En 2021, l'utopie a posé ses valises chez les Moutons électriques. En effet, cette année ils ont eu envie de revenir à un imaginaire positif et plein d'espoir, sans doute pour casser cette morosité ambiante qui s'est installée dans nos cœurs, depuis plus d'un an maintenant.

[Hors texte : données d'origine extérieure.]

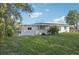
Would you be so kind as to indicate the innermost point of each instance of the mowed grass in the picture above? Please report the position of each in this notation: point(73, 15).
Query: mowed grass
point(62, 44)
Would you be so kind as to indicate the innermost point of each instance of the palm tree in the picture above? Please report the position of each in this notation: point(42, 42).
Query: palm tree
point(10, 13)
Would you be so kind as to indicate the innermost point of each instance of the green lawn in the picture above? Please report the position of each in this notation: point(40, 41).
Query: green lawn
point(65, 43)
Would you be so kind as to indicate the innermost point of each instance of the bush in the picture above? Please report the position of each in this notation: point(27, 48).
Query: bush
point(53, 30)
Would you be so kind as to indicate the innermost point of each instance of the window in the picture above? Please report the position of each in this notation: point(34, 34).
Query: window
point(29, 28)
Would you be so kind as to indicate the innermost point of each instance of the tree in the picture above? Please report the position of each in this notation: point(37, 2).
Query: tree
point(72, 18)
point(53, 30)
point(10, 14)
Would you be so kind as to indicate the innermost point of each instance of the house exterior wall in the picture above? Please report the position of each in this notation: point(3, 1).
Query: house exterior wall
point(35, 31)
point(63, 29)
point(25, 31)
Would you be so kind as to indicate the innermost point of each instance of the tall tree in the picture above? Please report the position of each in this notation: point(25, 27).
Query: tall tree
point(72, 18)
point(10, 14)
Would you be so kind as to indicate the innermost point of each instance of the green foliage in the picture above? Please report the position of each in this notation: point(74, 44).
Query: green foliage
point(62, 44)
point(53, 30)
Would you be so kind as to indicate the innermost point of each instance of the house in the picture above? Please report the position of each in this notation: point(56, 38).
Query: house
point(39, 28)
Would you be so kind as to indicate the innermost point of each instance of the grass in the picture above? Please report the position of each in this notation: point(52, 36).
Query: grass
point(62, 44)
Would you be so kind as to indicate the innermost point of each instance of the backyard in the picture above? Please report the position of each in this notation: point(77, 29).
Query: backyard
point(62, 44)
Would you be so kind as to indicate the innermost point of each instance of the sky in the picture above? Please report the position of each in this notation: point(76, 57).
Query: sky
point(48, 12)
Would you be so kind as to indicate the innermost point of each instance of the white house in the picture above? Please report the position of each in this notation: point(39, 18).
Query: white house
point(39, 28)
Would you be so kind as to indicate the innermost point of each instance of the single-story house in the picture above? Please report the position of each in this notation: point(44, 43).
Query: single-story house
point(39, 28)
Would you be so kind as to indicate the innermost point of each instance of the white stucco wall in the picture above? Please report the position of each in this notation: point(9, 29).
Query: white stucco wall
point(35, 31)
point(25, 31)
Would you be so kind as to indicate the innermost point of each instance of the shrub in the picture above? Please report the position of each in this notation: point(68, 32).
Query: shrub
point(53, 30)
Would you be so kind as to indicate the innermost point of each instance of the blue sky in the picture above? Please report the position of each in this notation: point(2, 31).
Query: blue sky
point(47, 12)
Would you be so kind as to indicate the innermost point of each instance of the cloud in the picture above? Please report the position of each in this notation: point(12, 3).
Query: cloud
point(35, 14)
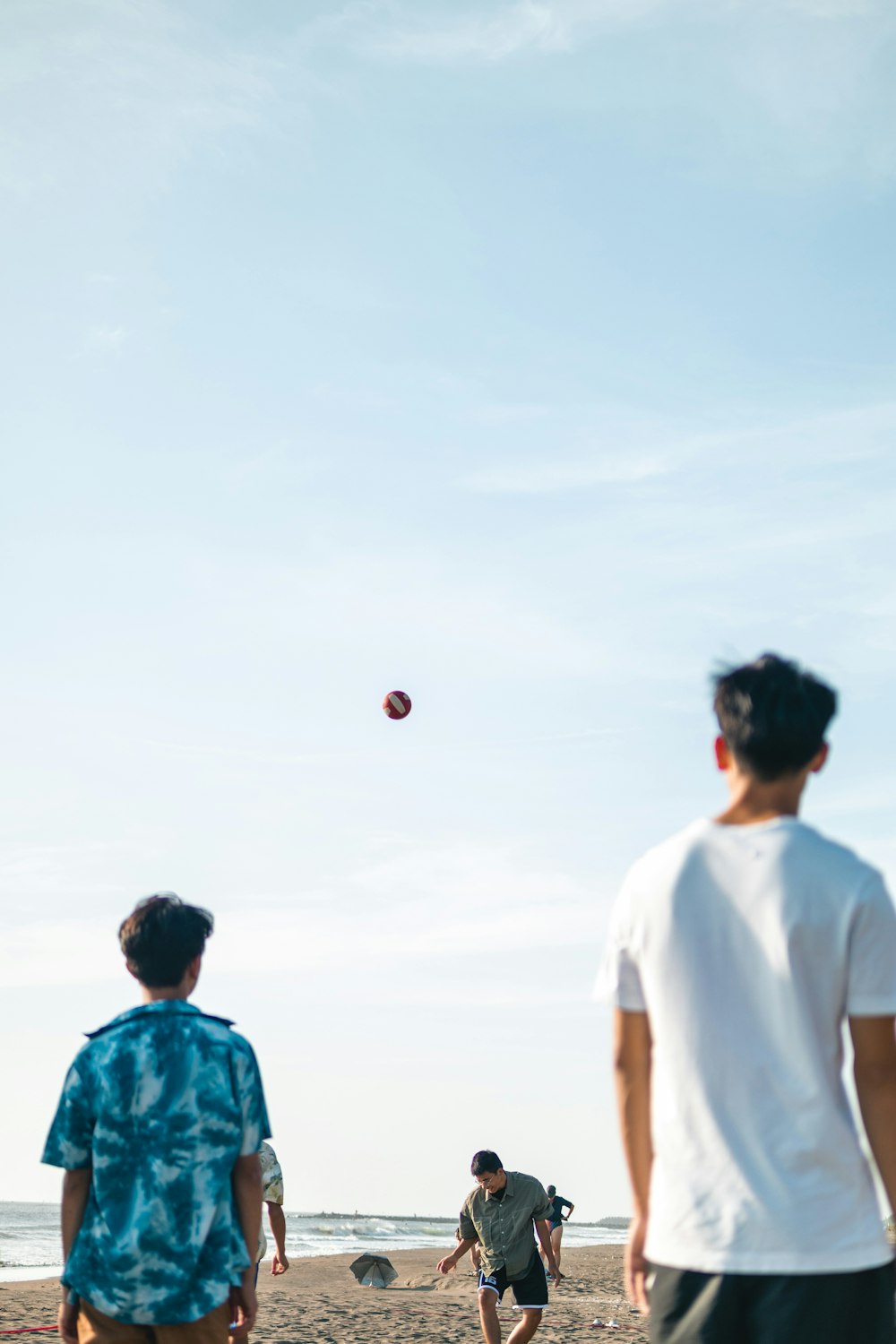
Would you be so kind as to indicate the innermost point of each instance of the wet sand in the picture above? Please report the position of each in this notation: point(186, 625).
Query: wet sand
point(317, 1301)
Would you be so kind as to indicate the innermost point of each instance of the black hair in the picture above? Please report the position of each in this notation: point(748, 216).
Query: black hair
point(772, 715)
point(485, 1161)
point(161, 935)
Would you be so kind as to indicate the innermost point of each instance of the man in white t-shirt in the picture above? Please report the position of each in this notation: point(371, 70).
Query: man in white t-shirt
point(737, 952)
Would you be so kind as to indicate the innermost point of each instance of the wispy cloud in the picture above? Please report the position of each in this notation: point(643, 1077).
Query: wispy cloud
point(116, 93)
point(629, 459)
point(492, 32)
point(105, 339)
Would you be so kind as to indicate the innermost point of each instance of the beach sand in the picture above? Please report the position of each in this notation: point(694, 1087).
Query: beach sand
point(317, 1301)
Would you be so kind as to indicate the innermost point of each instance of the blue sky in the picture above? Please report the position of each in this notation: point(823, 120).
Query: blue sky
point(530, 358)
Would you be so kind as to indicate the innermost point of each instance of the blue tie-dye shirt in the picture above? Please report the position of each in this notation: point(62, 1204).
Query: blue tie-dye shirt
point(160, 1102)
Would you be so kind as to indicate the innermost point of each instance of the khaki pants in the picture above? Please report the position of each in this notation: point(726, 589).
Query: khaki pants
point(96, 1328)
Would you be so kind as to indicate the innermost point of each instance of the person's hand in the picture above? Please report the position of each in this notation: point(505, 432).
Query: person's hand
point(67, 1322)
point(635, 1266)
point(244, 1304)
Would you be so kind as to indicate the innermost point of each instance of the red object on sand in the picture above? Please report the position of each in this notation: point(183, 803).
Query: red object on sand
point(397, 704)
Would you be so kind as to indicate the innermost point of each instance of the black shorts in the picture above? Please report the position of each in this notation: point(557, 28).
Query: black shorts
point(692, 1308)
point(528, 1292)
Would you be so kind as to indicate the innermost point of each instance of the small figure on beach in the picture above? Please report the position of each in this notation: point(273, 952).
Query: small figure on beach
point(158, 1129)
point(500, 1212)
point(557, 1219)
point(273, 1199)
point(737, 953)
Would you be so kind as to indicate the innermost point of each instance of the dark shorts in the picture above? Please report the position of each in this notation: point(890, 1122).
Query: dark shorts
point(692, 1308)
point(528, 1292)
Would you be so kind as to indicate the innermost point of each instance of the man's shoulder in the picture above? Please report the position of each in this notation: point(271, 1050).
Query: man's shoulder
point(669, 857)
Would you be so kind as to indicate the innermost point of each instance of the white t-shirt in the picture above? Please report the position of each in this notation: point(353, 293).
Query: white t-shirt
point(748, 946)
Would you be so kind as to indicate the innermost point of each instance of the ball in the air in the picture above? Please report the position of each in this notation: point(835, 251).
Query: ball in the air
point(397, 704)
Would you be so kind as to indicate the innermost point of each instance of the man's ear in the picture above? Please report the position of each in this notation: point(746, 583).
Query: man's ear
point(820, 758)
point(723, 753)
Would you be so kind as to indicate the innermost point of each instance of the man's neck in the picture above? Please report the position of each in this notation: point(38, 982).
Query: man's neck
point(156, 996)
point(753, 801)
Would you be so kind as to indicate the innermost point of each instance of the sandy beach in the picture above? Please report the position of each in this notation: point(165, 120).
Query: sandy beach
point(320, 1301)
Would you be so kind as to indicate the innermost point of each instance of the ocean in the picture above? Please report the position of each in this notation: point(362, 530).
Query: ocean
point(30, 1236)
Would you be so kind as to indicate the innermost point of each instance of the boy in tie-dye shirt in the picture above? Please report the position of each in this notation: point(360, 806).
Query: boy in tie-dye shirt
point(159, 1129)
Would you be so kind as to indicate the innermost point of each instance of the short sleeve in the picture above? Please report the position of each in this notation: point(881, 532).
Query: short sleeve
point(619, 976)
point(271, 1175)
point(70, 1139)
point(541, 1206)
point(468, 1226)
point(871, 989)
point(252, 1098)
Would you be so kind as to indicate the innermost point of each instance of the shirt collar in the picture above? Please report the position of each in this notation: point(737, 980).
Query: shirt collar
point(161, 1007)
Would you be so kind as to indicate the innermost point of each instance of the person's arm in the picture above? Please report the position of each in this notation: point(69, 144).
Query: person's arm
point(446, 1265)
point(246, 1182)
point(632, 1064)
point(75, 1191)
point(277, 1219)
point(543, 1233)
point(874, 1073)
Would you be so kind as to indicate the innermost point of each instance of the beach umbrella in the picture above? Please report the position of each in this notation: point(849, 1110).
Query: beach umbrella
point(373, 1271)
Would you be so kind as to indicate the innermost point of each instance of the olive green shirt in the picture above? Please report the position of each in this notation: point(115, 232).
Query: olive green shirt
point(504, 1226)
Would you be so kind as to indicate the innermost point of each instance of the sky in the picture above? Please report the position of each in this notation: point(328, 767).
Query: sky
point(530, 357)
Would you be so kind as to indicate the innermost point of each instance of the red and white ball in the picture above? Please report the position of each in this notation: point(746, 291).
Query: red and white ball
point(397, 704)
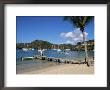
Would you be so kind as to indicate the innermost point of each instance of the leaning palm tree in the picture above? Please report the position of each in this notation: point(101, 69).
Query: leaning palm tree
point(81, 22)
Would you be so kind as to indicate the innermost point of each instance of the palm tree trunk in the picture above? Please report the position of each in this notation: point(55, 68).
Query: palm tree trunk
point(86, 54)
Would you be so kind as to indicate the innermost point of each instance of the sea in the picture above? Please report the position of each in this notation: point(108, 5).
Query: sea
point(29, 65)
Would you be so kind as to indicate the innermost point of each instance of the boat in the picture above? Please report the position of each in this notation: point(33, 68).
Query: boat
point(25, 49)
point(58, 50)
point(67, 49)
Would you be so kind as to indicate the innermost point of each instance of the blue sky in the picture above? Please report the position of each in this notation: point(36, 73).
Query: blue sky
point(48, 28)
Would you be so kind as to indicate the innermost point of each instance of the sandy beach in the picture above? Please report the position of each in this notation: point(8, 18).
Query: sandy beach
point(64, 69)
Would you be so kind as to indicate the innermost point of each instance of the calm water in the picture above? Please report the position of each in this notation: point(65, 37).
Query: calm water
point(53, 53)
point(28, 65)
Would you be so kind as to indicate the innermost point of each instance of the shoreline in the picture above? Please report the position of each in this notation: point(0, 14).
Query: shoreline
point(62, 69)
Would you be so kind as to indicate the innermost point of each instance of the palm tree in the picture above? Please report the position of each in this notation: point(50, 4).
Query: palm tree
point(81, 22)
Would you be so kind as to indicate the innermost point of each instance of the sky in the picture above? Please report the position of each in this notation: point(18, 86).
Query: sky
point(50, 28)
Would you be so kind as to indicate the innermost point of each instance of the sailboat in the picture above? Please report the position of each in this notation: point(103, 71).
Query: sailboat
point(58, 50)
point(41, 51)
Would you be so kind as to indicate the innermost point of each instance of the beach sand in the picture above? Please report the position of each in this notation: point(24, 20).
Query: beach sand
point(64, 69)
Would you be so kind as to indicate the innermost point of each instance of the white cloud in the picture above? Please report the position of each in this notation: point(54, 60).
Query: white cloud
point(73, 36)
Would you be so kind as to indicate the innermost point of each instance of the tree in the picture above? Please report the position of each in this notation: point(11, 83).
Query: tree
point(80, 22)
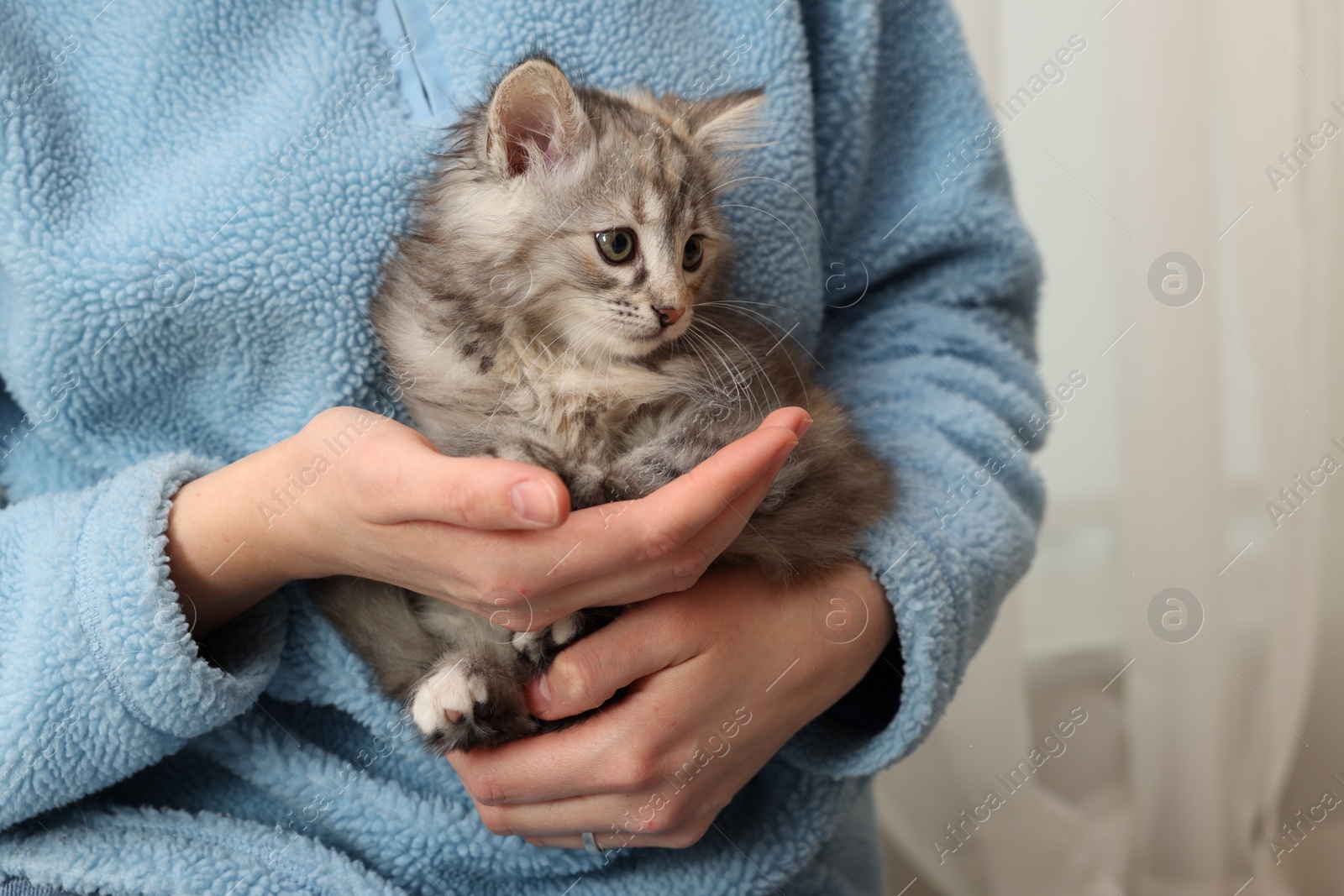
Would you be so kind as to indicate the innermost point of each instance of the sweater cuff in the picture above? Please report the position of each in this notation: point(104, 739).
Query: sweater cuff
point(929, 645)
point(132, 620)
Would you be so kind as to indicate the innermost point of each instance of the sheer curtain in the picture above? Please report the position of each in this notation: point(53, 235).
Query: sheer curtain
point(1176, 618)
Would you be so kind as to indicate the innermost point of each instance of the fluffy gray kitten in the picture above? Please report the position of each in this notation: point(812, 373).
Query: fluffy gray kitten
point(564, 302)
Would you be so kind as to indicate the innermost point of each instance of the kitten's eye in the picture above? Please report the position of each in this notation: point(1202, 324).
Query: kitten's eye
point(616, 244)
point(692, 253)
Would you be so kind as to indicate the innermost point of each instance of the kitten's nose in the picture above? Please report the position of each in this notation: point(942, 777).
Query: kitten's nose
point(669, 316)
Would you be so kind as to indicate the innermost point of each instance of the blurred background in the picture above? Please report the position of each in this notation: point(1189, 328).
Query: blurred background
point(1182, 172)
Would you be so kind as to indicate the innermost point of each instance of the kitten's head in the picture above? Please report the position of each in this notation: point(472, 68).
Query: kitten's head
point(586, 215)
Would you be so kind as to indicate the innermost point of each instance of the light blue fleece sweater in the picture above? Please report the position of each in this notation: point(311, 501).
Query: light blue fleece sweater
point(195, 201)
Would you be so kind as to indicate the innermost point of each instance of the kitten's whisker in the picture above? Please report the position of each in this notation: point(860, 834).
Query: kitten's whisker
point(769, 322)
point(739, 382)
point(738, 181)
point(759, 365)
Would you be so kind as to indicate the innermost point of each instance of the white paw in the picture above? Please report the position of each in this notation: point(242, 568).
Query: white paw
point(533, 644)
point(445, 698)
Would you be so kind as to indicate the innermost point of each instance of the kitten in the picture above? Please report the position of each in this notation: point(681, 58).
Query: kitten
point(564, 302)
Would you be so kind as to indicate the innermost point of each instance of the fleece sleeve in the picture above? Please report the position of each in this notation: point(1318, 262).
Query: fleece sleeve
point(929, 343)
point(98, 672)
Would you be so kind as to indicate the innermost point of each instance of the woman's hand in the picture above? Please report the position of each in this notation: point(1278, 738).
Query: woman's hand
point(356, 493)
point(723, 674)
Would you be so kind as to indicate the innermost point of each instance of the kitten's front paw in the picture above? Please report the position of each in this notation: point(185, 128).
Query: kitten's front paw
point(542, 645)
point(468, 703)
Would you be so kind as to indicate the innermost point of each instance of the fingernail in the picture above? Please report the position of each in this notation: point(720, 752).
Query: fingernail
point(535, 503)
point(539, 694)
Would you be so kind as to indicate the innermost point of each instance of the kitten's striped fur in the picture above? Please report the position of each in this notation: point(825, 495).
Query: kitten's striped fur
point(519, 338)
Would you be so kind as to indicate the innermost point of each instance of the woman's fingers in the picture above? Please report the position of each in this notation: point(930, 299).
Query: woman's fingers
point(638, 582)
point(591, 671)
point(396, 474)
point(476, 493)
point(612, 537)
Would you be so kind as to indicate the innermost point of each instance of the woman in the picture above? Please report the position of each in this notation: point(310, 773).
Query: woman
point(195, 207)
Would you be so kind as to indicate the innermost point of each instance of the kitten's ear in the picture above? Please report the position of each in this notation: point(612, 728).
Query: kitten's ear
point(727, 123)
point(534, 118)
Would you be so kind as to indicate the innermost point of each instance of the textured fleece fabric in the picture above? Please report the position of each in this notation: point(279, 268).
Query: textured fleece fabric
point(195, 201)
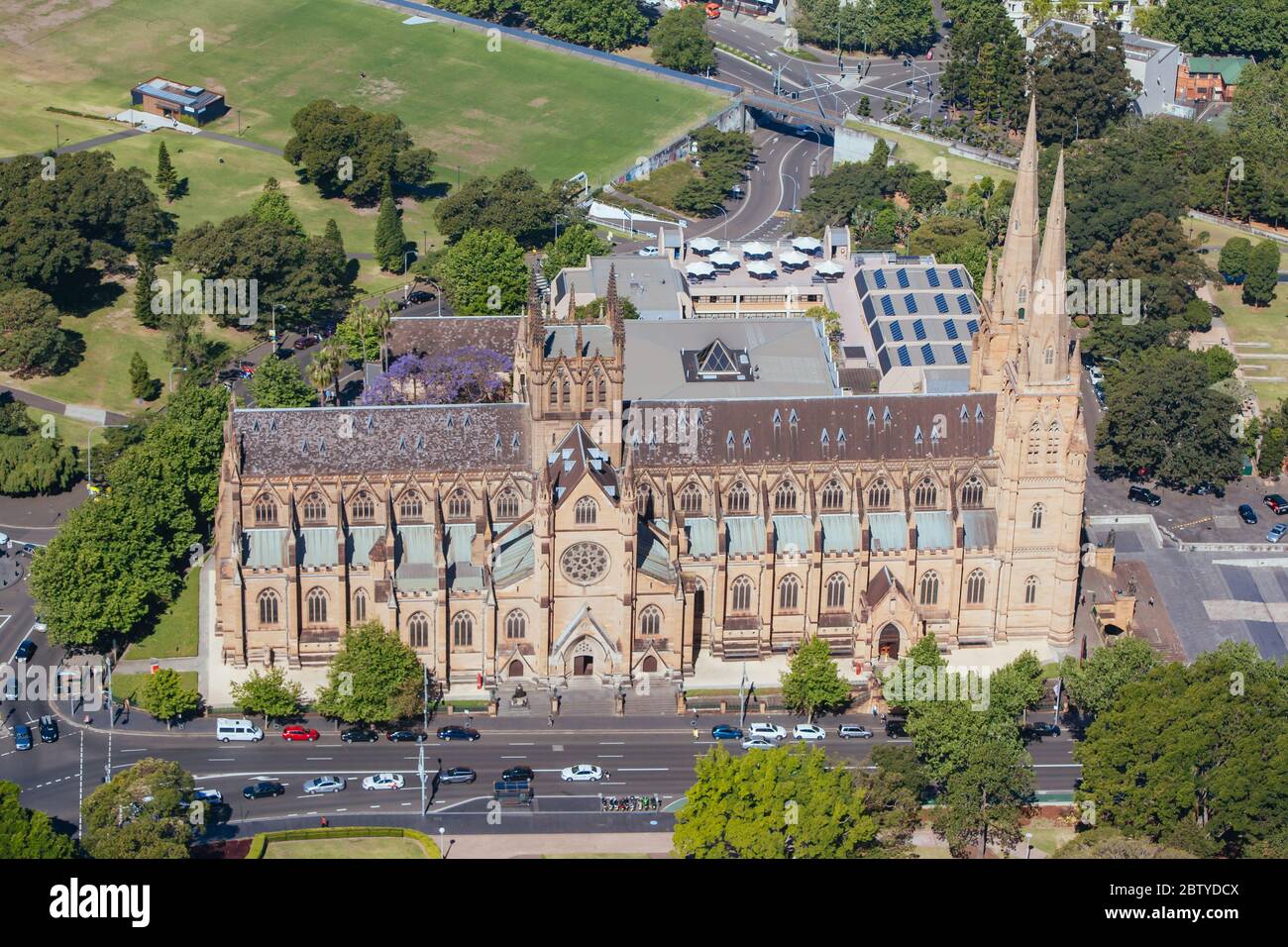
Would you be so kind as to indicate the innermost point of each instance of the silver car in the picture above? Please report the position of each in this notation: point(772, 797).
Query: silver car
point(325, 784)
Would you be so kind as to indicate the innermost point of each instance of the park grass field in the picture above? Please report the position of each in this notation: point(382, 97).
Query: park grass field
point(482, 111)
point(347, 848)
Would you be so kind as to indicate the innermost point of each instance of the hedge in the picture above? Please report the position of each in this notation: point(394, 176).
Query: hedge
point(259, 844)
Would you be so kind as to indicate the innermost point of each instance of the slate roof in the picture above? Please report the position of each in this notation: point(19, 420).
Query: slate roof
point(893, 427)
point(377, 440)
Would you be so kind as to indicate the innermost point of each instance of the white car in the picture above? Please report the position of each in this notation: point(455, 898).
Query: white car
point(382, 781)
point(583, 772)
point(327, 784)
point(768, 731)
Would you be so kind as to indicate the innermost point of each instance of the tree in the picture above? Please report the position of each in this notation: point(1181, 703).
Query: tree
point(277, 382)
point(513, 202)
point(166, 179)
point(1094, 685)
point(811, 684)
point(1081, 90)
point(349, 153)
point(1258, 289)
point(605, 25)
point(1163, 419)
point(140, 813)
point(782, 802)
point(142, 384)
point(31, 342)
point(29, 832)
point(987, 799)
point(679, 42)
point(165, 697)
point(274, 206)
point(390, 239)
point(484, 273)
point(1196, 757)
point(1234, 260)
point(575, 245)
point(269, 693)
point(368, 674)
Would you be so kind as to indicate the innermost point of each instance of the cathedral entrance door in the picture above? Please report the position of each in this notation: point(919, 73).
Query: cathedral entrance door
point(888, 644)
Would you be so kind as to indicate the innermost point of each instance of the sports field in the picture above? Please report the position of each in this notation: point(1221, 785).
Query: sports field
point(483, 111)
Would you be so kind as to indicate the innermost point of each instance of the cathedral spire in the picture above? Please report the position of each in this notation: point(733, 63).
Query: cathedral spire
point(1020, 249)
point(1047, 337)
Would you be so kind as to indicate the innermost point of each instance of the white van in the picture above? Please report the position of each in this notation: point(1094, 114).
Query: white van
point(244, 729)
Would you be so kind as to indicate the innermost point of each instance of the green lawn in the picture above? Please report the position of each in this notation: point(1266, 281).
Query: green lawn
point(483, 111)
point(347, 848)
point(961, 170)
point(1269, 325)
point(111, 335)
point(176, 629)
point(128, 685)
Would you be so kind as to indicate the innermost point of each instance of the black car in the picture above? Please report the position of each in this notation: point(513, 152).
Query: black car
point(1142, 495)
point(458, 775)
point(1035, 731)
point(263, 789)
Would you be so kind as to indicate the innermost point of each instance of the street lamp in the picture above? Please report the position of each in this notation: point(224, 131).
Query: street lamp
point(89, 450)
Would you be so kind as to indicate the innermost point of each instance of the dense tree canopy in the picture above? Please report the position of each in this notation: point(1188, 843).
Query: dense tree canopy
point(349, 153)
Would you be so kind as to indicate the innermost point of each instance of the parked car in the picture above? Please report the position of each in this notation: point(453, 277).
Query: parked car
point(263, 789)
point(1035, 731)
point(1137, 493)
point(583, 772)
point(325, 784)
point(458, 775)
point(768, 731)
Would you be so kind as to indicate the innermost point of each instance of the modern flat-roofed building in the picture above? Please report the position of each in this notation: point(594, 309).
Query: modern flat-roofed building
point(187, 103)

Aussi, en mai, ils ont eu la bonne idée d'éditer une pépite américaine signée par le célèbre auteur de la trilogie, Mars. Il s'agit de Lisière du Pacifique de Kim Stanley Robinson qui a même reçu pour le présent ouvrage, en 1991, le prix John-Wood-Campbell Memorial.
Lu dans le cadre d'un partenariat avec les Moutons électriques, je remercie chaudement Erwan pour l'envoi de ce service de presse.
Ne lisant que très peu de science-fiction et/ou de climate fiction, je ne connaissais donc pas la plume de Kim Stanley Robinson. Or, avec Lisière du Pacifique, j'ai découvert une écriture délicate et un imaginaire aussi flamboyant qu'éclairant.
Dans Lisière du Pacifique, on débarque donc à El Modena, une petite ville californienne peuplée par une communauté d'habitants qui tente de vivre en harmonie avec la nature. On y suit notamment Kevin Clairbone, un natif des lieux qui exerce la profession d'architecte et de constructeur de maisons. Alors que son tour est venu de siéger au conseil municipal, il découvre une anomalie dans la gestion de l'eau. De fil en aiguille, ses investigations vont l'amener à mettre à jour une affaire de malversation, impliquant des élus locaux et des sommes d'argent aux origines douteuses. Dans un monde pourtant devenu plus vert et qui s'est battu pour la justice sociale, que peut-il se passer lorsque la corruption resurgit ?
Kim Stanley Robinson s'est beaucoup illustré dans l'écriture de thrillers climatiques et écologiques, alors on ne s'étonne pas de la voir imaginer ici une utopie dans laquelle ces questions sont au cœur des enjeux.
Ainsi, dans ce roman, l'auteur a imaginé un futur dans lequel l'Amérique et plus particulièrement la Californie s'est reconnectée à la nature. Il nous immerge au sein d'une communauté qui a refait société en vivant à l'écoute les uns des autres. On découvre d'immenses demeures fonctionnant aux énergies renouvelables et où plusieurs familles cohabitent. Les humains ne sont plus isolés et individualistes mais vivent selon le principe du partage. Chaque maison dispose d'un potager collectif où chacun doit prendre part à son entretien. Il en va de même pour la gestion de la commune qui est assurée par les citoyens chacun à leur tour. Lisière du Pacifique nous décrit un monde plus humaniste et plus équitable car il a mis à bas le capitalisme néocolonialiste pour laisser place à une vraie justice sociale.